My limited understanding is that the HPC mob has standardised on message passing.
It is usable on any architecture (with appropriate tiny hand-crafted primitives) and is scalable to thousands of processors.
Caches, on the other hand...
Cache is evil, but, worse still, "
cache-coherent Non-Uniform Memory Architecture" is what I see in my MIPS5+ prototype:
- "ccNUMA" system architecture
- hw coherence manager
- by default it is disabled, you can enable it by grounding a pin ... the first thing I did was solder a jumper to ground, so as to be 100% sure that it is always enabled!
- local memories are shared in a Single-System Image (SSI)
- single shared address space (64bit)
- single copy of operating system (XINU in my case)
- designed to scale to very large processor counts (128-192 ... only 8 in my case)
- MIPS5+, 4-way super-scalar microprocessor
- not compatible with MIPS-4 Instruction Set Architecture -> there are no AS/C compilers!
- out of Order execution -> 26 pages of the 800 UM pages are about "bad side effects"

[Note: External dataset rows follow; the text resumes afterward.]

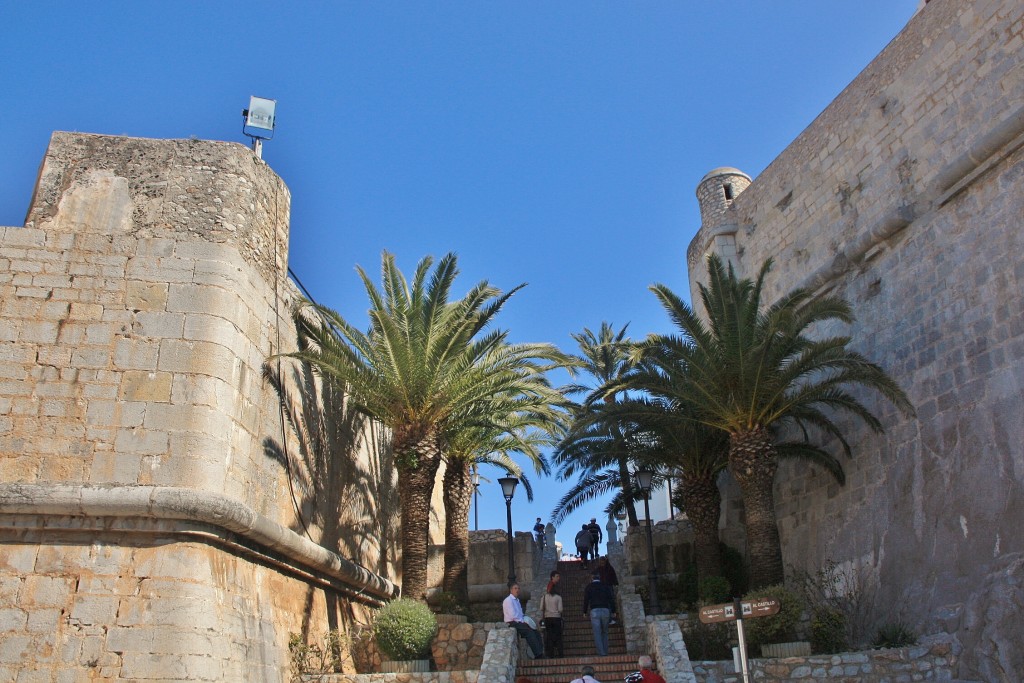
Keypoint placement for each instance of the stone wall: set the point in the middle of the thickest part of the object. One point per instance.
(932, 660)
(905, 197)
(673, 543)
(156, 518)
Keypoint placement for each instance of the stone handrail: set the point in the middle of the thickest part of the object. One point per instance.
(196, 506)
(500, 656)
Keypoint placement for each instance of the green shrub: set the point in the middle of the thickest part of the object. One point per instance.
(828, 631)
(449, 603)
(778, 628)
(706, 642)
(403, 629)
(895, 634)
(734, 568)
(689, 591)
(715, 590)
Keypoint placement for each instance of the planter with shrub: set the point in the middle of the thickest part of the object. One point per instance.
(777, 629)
(403, 630)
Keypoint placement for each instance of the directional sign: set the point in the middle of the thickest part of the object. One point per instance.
(762, 607)
(750, 609)
(715, 613)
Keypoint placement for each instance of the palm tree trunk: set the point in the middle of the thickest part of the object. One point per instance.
(702, 505)
(624, 473)
(753, 464)
(417, 486)
(458, 492)
(624, 477)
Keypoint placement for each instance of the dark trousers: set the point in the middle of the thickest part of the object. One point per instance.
(553, 637)
(532, 637)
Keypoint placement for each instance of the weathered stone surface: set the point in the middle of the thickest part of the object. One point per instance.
(904, 197)
(136, 310)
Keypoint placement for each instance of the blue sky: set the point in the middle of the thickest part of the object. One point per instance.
(555, 143)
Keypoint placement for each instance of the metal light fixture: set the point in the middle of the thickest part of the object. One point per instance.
(644, 479)
(259, 122)
(508, 491)
(476, 500)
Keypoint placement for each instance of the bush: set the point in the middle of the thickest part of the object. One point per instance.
(895, 634)
(707, 642)
(449, 603)
(403, 629)
(734, 568)
(714, 590)
(778, 628)
(828, 631)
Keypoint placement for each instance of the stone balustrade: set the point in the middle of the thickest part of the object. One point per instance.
(934, 659)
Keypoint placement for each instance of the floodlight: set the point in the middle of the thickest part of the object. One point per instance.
(259, 121)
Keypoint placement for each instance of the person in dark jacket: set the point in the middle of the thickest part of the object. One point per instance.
(596, 535)
(608, 578)
(599, 604)
(583, 543)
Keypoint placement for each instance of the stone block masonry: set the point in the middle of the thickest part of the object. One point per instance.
(148, 494)
(906, 198)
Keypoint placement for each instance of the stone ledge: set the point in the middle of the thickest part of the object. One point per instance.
(215, 510)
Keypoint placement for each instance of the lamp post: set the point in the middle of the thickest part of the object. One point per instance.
(476, 500)
(508, 489)
(644, 478)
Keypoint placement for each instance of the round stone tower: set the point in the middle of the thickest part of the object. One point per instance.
(716, 191)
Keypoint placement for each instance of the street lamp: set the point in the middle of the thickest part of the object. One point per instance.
(508, 489)
(644, 478)
(476, 500)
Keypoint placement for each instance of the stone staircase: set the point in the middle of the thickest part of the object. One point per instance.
(579, 639)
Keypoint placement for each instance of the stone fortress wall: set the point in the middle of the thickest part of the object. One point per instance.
(148, 494)
(906, 197)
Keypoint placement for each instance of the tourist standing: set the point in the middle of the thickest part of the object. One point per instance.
(584, 541)
(647, 674)
(513, 615)
(599, 604)
(551, 614)
(596, 536)
(608, 578)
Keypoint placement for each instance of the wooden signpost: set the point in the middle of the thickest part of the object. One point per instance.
(736, 611)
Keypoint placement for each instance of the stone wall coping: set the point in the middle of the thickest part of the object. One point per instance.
(189, 505)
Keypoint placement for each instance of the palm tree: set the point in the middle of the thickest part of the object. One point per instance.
(753, 372)
(606, 356)
(417, 372)
(521, 422)
(696, 454)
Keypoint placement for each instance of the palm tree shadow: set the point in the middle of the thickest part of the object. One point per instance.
(340, 469)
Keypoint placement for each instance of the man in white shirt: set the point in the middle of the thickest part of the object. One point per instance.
(513, 615)
(587, 676)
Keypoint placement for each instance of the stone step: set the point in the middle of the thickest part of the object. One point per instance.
(609, 669)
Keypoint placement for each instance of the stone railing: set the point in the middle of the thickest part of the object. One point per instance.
(935, 659)
(634, 620)
(669, 650)
(463, 652)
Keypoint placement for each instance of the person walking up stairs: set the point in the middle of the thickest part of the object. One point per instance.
(578, 639)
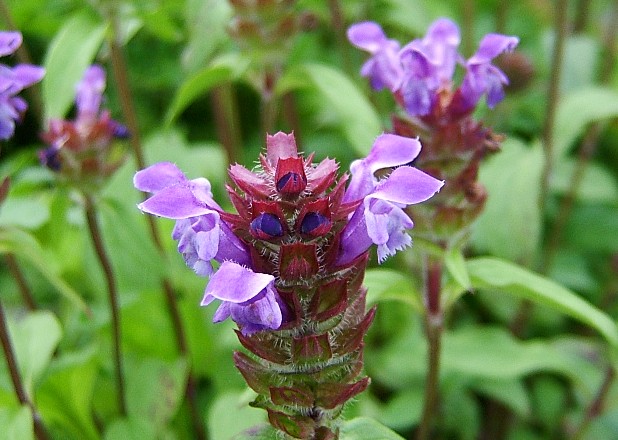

- two Floating-point Execution Units
- two Fixedpoint-point Execution Units
- each queue can issue one instruction per cycle: { Add, Mul, MAC, Div }
- each unit is controlled by an 8-entry Flt.Pt. queue
- each unit can trap an exception
- large virtual and physical address spaces
- 52-bit virtual address (data)
- 48-bit physical address (CPU side, 64-bit address register)
- very large TLB page sizes 64M, 256M and 1G page sizes!!!!
- very wild cop0, when it receives an interrupt/exception, it only sets a bit to say whether or not it has concluded the current instruction with the precise idea that then the software will understand what happened, therefore to calculate the return address, PC_next rather than PC_curr. In addition to this, if there is an exception all the LL/SC instructions are canceled (flushed), which is quite serious from the synchronization side because everything must be canceled and resynchronized
- kseg0 is uncached, you can address it to an experimental tr-mem
Being a protype it's full Debugging Challenge. It has extra hw to trace some of activity hidden on chip.
Deep sub-micron features are difficult to observe in testers, impossible in a system, expecially in a large systems with many processors.
Failure point may be difficult to find, and exact failure condition must be recreated.
It's dead, a project they decided not to continue

Unfortunately I don't have all the documentation, worse still it's a prototype not 100% working, and all the analysis tools are missing, which I'm sure they preferred to destroy rather than release.
One of the manual quotes external missing documents:
+ Architecture Verification Programs (AVP)
+ Micro-architecture Verification Programs (MVP)
+ Random diagnostics from programmable random code generators (missing testbench)
+ self-checked and/or compared Diagnostics with a reference machine (which is also missing)
...
for which debugging equipment is mentioned. In particular one of the ICEs for which my company was contacted.
I literally saved a board and two DVDs from the hydraulic press, and I'm trying to understand how it works.
I'd like to recreate some of its features in HDL (the trmem, in particular, or any other good shared mem mechanism), obviously simplifying them.
The goal is to learn something and improve my own RISC-ish softcore toy.